Does that make our universe less important or less unique? My answer is absolutely not. Who is to say that if you could put a percentage on an infinite amount of universes that life as we understand it would represent an incredibly small amount? And out of those with “life” a conscious, thinking, problem-solving creature such as ourselves is even more rare? And just as an example we understand that 1.5 of the population is INFJ...lol.
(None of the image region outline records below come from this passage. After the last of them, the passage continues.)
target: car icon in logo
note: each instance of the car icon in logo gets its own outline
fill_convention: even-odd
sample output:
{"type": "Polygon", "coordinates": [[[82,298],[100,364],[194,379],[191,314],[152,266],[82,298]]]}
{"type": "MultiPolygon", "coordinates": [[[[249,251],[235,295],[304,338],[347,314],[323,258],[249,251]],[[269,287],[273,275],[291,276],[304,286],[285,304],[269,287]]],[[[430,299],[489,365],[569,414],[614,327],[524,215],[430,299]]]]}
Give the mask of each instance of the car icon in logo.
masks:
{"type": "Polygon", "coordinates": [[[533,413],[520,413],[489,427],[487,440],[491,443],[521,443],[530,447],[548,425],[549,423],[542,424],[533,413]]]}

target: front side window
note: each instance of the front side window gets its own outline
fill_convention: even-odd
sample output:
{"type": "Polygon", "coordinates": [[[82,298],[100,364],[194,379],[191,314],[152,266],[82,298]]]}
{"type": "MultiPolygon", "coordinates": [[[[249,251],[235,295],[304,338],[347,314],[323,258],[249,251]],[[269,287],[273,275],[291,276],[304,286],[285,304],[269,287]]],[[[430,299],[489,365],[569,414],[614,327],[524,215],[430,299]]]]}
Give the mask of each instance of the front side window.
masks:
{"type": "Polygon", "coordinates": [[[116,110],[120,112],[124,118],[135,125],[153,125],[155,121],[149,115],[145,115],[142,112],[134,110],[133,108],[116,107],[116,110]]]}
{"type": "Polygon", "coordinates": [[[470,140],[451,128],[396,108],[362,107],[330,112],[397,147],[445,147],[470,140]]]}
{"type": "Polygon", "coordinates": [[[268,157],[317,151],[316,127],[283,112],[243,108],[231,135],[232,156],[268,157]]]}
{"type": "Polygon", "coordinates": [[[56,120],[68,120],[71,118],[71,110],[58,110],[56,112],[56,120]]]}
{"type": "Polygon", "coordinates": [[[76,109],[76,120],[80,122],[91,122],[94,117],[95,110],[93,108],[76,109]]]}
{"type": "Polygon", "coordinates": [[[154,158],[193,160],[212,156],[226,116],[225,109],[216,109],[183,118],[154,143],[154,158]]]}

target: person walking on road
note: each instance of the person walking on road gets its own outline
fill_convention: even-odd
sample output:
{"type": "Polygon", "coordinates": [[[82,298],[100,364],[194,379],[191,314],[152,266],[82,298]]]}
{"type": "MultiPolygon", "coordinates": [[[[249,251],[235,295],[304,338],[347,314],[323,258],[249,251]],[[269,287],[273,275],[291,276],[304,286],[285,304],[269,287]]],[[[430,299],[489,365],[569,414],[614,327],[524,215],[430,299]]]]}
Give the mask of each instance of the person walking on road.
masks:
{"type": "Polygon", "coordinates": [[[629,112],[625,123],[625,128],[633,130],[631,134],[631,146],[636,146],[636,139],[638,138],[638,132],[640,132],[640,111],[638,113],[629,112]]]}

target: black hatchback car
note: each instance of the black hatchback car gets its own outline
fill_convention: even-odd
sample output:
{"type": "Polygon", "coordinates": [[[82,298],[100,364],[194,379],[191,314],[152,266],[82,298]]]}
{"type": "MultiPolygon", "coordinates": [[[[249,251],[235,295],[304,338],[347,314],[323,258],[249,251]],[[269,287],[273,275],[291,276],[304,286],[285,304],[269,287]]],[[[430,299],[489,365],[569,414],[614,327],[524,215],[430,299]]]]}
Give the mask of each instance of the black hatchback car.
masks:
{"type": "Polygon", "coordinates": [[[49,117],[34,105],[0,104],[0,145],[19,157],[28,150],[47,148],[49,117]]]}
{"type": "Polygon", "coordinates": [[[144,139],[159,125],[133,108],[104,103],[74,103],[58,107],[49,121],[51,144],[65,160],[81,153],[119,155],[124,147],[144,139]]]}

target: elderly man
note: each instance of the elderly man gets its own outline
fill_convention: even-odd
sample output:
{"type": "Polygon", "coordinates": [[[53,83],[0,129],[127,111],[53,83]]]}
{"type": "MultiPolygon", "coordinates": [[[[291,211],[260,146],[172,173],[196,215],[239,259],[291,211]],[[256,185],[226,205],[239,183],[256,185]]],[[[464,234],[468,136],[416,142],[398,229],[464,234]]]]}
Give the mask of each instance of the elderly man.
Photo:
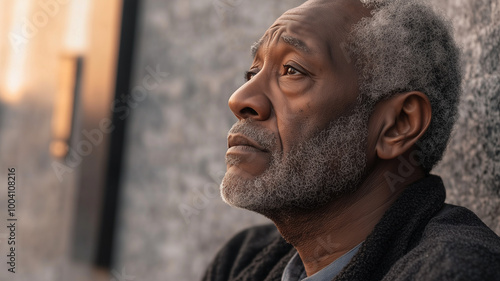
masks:
{"type": "Polygon", "coordinates": [[[311,0],[252,52],[229,99],[221,194],[274,225],[236,235],[204,280],[500,280],[500,238],[444,204],[429,174],[461,79],[438,15],[409,0],[311,0]]]}

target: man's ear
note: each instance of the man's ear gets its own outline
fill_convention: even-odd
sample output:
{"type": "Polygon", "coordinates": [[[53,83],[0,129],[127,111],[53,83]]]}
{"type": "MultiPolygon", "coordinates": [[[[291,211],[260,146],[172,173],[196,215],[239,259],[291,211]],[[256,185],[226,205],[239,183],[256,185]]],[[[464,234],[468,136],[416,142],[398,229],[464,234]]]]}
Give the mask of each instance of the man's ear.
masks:
{"type": "Polygon", "coordinates": [[[432,109],[422,92],[407,92],[382,101],[375,112],[382,122],[377,143],[377,156],[393,159],[412,147],[431,123],[432,109]]]}

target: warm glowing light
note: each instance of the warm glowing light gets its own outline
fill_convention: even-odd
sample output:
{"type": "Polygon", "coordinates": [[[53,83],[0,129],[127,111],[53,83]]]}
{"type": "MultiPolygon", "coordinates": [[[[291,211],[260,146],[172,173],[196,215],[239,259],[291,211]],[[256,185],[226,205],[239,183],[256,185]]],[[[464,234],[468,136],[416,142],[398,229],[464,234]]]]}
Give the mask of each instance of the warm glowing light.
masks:
{"type": "Polygon", "coordinates": [[[64,41],[67,52],[81,54],[87,49],[89,0],[72,0],[69,4],[68,29],[64,41]]]}
{"type": "Polygon", "coordinates": [[[33,32],[27,26],[26,17],[30,11],[30,0],[16,0],[14,2],[13,13],[8,38],[8,59],[4,81],[4,89],[0,98],[6,103],[15,103],[21,99],[24,85],[24,66],[27,56],[27,45],[33,32]]]}

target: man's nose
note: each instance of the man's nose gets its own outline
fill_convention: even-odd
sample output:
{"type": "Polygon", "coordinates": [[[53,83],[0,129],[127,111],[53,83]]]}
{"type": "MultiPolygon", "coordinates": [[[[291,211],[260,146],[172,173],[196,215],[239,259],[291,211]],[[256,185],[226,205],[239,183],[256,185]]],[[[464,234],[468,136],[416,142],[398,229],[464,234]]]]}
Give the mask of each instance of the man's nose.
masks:
{"type": "Polygon", "coordinates": [[[264,121],[271,115],[271,101],[257,81],[248,81],[229,98],[229,108],[239,119],[264,121]]]}

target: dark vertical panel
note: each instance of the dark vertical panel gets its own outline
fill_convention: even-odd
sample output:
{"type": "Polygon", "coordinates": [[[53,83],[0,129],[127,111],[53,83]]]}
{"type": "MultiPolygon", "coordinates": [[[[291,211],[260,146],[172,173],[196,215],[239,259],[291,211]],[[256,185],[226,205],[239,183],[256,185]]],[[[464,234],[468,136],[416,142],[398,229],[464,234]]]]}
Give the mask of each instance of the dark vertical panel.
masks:
{"type": "MultiPolygon", "coordinates": [[[[124,0],[120,31],[120,49],[115,83],[115,100],[130,97],[134,39],[137,28],[140,0],[124,0]],[[123,97],[125,96],[125,97],[123,97]]],[[[114,130],[111,134],[108,156],[108,172],[102,206],[101,227],[95,263],[97,266],[111,267],[113,264],[113,238],[120,191],[120,178],[127,118],[120,118],[123,112],[113,111],[114,130]]]]}

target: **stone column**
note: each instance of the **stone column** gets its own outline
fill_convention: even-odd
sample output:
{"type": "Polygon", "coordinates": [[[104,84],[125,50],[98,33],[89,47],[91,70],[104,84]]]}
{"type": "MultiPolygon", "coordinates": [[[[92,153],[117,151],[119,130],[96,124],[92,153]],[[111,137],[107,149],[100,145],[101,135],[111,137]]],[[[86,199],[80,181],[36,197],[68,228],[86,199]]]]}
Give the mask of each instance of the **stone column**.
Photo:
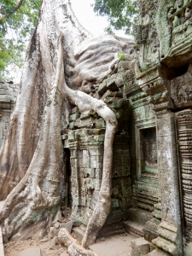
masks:
{"type": "Polygon", "coordinates": [[[154,105],[156,116],[161,222],[159,236],[152,242],[165,255],[169,253],[180,256],[183,255],[183,241],[175,113],[170,110],[172,105],[168,83],[162,78],[158,67],[137,74],[137,79],[140,88],[150,96],[150,103],[154,105]]]}
{"type": "Polygon", "coordinates": [[[174,113],[166,109],[157,112],[156,125],[162,216],[158,230],[159,236],[153,240],[153,243],[172,255],[182,255],[181,212],[174,113]]]}

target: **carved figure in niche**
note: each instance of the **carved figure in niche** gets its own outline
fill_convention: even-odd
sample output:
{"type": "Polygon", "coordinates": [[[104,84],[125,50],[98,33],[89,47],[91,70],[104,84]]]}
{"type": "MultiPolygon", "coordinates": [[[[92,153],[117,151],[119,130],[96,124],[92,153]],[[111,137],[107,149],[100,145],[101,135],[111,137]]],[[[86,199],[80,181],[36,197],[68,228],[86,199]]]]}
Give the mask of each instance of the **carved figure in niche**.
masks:
{"type": "Polygon", "coordinates": [[[184,28],[186,30],[186,37],[188,37],[192,32],[192,10],[189,8],[186,8],[184,12],[184,28]]]}
{"type": "Polygon", "coordinates": [[[168,12],[168,18],[170,19],[172,15],[176,12],[176,9],[174,7],[171,7],[168,12]]]}
{"type": "Polygon", "coordinates": [[[172,21],[172,25],[173,25],[172,32],[174,34],[174,44],[177,44],[181,38],[181,32],[183,28],[183,26],[180,25],[180,20],[177,15],[175,16],[172,21]]]}
{"type": "Polygon", "coordinates": [[[177,7],[181,8],[183,5],[183,0],[177,0],[177,7]]]}

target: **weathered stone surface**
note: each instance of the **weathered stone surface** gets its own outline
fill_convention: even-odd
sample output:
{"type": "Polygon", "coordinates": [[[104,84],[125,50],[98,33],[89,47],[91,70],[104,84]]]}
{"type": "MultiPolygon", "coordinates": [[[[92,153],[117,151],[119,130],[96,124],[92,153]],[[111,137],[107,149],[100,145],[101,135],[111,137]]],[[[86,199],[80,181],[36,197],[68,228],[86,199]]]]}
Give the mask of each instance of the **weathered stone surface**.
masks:
{"type": "Polygon", "coordinates": [[[68,232],[69,234],[72,232],[72,228],[73,228],[73,221],[68,221],[67,223],[61,223],[60,224],[60,228],[62,229],[62,228],[65,228],[68,232]]]}
{"type": "Polygon", "coordinates": [[[58,237],[55,236],[54,237],[49,243],[49,249],[51,250],[55,250],[56,249],[56,245],[59,243],[58,237]]]}
{"type": "Polygon", "coordinates": [[[31,248],[20,252],[20,256],[46,256],[46,251],[40,248],[31,248]]]}
{"type": "Polygon", "coordinates": [[[146,241],[143,237],[137,238],[131,241],[131,256],[142,256],[148,255],[151,250],[151,244],[146,241]]]}

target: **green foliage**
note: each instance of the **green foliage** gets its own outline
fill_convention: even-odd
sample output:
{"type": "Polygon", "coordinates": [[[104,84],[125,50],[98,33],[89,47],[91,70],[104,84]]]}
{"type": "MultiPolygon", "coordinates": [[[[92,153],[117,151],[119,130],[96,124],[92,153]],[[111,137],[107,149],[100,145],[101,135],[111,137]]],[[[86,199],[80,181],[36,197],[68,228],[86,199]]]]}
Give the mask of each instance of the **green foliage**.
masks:
{"type": "Polygon", "coordinates": [[[10,78],[10,66],[22,67],[40,4],[41,0],[0,0],[0,78],[10,78]],[[19,2],[22,4],[16,9],[19,2]]]}
{"type": "Polygon", "coordinates": [[[124,30],[131,34],[131,25],[138,17],[138,1],[137,0],[95,0],[94,11],[101,16],[107,16],[109,26],[106,32],[124,30]]]}

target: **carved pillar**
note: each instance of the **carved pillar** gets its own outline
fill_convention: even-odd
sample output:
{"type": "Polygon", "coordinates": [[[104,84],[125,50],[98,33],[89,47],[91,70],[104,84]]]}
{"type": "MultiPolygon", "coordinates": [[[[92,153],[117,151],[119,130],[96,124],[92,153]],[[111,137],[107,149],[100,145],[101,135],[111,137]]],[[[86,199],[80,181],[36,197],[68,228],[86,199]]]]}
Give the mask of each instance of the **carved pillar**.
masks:
{"type": "Polygon", "coordinates": [[[172,102],[168,86],[157,67],[154,67],[151,73],[137,73],[137,79],[142,90],[150,96],[150,102],[154,105],[156,115],[161,223],[158,230],[159,236],[152,241],[165,253],[182,255],[175,114],[169,110],[172,102]]]}
{"type": "Polygon", "coordinates": [[[177,113],[177,136],[183,193],[185,237],[192,241],[192,110],[177,113]]]}

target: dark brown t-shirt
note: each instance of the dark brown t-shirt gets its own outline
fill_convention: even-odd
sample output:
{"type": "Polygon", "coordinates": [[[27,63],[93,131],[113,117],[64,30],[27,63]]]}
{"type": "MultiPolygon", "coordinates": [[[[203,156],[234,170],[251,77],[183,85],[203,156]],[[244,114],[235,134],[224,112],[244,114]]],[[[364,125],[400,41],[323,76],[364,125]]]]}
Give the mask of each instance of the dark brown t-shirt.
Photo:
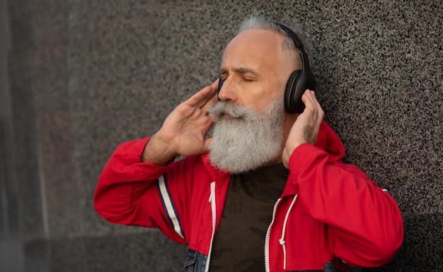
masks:
{"type": "Polygon", "coordinates": [[[265,238],[289,175],[282,163],[233,175],[209,271],[264,271],[265,238]]]}

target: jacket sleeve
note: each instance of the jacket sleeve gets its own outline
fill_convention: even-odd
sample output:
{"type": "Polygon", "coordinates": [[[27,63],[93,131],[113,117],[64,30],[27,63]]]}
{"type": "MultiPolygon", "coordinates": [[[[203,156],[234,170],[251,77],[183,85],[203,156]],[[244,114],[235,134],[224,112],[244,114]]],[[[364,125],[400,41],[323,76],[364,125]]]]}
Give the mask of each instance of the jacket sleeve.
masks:
{"type": "Polygon", "coordinates": [[[171,224],[173,218],[166,211],[168,203],[161,194],[159,179],[164,182],[162,177],[171,166],[140,162],[149,138],[122,143],[113,153],[100,175],[94,207],[110,223],[159,227],[174,242],[184,243],[184,235],[171,224]]]}
{"type": "Polygon", "coordinates": [[[386,190],[359,168],[333,160],[307,143],[296,148],[289,167],[302,213],[328,225],[330,247],[338,258],[363,267],[391,261],[403,242],[403,226],[386,190]]]}

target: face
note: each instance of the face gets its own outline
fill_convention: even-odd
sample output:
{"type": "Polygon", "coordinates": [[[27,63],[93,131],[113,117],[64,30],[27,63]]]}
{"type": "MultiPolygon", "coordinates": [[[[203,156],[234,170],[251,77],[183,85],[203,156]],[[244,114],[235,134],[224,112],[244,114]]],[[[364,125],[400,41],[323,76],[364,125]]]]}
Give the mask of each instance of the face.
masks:
{"type": "Polygon", "coordinates": [[[259,112],[282,96],[289,75],[300,68],[288,61],[282,40],[280,35],[264,30],[247,30],[236,36],[223,54],[219,98],[259,112]]]}
{"type": "Polygon", "coordinates": [[[282,37],[267,30],[248,30],[226,47],[222,64],[222,100],[215,117],[211,163],[231,173],[251,171],[281,161],[292,122],[283,94],[297,67],[281,49],[282,37]]]}

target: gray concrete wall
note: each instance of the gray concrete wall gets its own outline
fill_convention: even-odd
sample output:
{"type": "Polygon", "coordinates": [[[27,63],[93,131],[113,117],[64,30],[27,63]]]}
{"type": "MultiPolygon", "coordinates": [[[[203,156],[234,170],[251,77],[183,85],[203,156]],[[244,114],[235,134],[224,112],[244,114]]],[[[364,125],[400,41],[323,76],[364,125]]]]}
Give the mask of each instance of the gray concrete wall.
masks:
{"type": "Polygon", "coordinates": [[[184,247],[97,215],[96,181],[217,78],[253,14],[302,27],[346,161],[398,201],[403,245],[374,271],[443,268],[440,0],[0,4],[0,271],[181,271],[184,247]]]}

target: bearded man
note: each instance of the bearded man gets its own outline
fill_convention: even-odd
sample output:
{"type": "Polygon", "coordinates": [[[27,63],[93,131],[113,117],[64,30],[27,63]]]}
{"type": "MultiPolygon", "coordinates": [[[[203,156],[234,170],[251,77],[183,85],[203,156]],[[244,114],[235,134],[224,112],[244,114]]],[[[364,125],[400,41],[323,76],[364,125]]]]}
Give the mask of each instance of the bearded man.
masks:
{"type": "Polygon", "coordinates": [[[117,148],[94,196],[98,213],[187,244],[186,271],[357,271],[389,261],[403,233],[395,201],[342,162],[313,90],[300,94],[304,110],[287,107],[289,83],[309,68],[299,39],[246,20],[218,80],[154,135],[117,148]]]}

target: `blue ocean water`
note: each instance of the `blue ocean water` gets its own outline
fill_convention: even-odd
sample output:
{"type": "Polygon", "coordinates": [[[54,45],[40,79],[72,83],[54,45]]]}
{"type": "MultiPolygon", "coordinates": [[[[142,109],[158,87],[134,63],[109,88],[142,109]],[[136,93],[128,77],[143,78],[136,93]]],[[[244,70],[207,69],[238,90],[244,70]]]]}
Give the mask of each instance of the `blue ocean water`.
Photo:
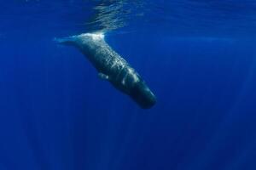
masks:
{"type": "Polygon", "coordinates": [[[255,0],[0,3],[0,169],[256,169],[255,0]],[[149,110],[53,39],[102,31],[149,110]]]}

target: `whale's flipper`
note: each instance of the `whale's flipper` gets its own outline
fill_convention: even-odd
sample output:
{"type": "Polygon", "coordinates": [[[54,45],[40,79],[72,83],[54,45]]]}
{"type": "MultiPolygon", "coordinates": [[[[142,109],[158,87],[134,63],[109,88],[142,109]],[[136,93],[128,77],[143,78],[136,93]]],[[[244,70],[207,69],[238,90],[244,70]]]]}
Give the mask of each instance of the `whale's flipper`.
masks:
{"type": "Polygon", "coordinates": [[[64,45],[74,45],[76,40],[77,40],[76,36],[67,37],[62,38],[54,38],[55,42],[64,45]]]}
Or a small percentage have two differently colored eyes...or can play piano without ever having a lesson....or maybe have an IQ of 80 yet still make everyone that meets them smile and feel welcome.
I do actually prescribe to the idea of a collective consciousness sprinkles...but I believe that there can absolutely be a collective consciousness and also be an individual “soul”. One could say that a hive of ants of bees is the closest things we have on Earth to a “collective consciousness”, and yet as similar as each member of that group of insects is...as genetically similar as they are...each one has a different experience that eventually is shared. One bee my fly off in a different direction one day due to any number of conditions, wind, etc...and find a once unknown field of flowers. That experience is unique to that bee and one could argue that the bee is momentarily a unique individual. Of course the bee will return to the hive, do his dance, and share his learned knowledge with the others. Each bee will learn from that one bee and in turn understand the value of this new discovery...does that still make that bee unique - yes....not one single bee after him will have the same experience even if it were to fly the same path. My belief is similar....I believe we are here to learn something, I think that what we are here to learn is unique to each person...when we die, I believe that knowledge gained will be shared with a collective consciousness of sorts...that we will have an understanding of what it all means...perhaps that goal has not been met yet and that is why we are still returning again and again. The knowledge we gain represent gears in the grand machine...with each piece we understand more of what the grand machine is. Anais Nin said, “We don’t see things as they are, we see things as we are.”. It is that unique perspective that in my belief is the necessary ingredient in order to create the understanding that is vital to what is the “collective consciousness”.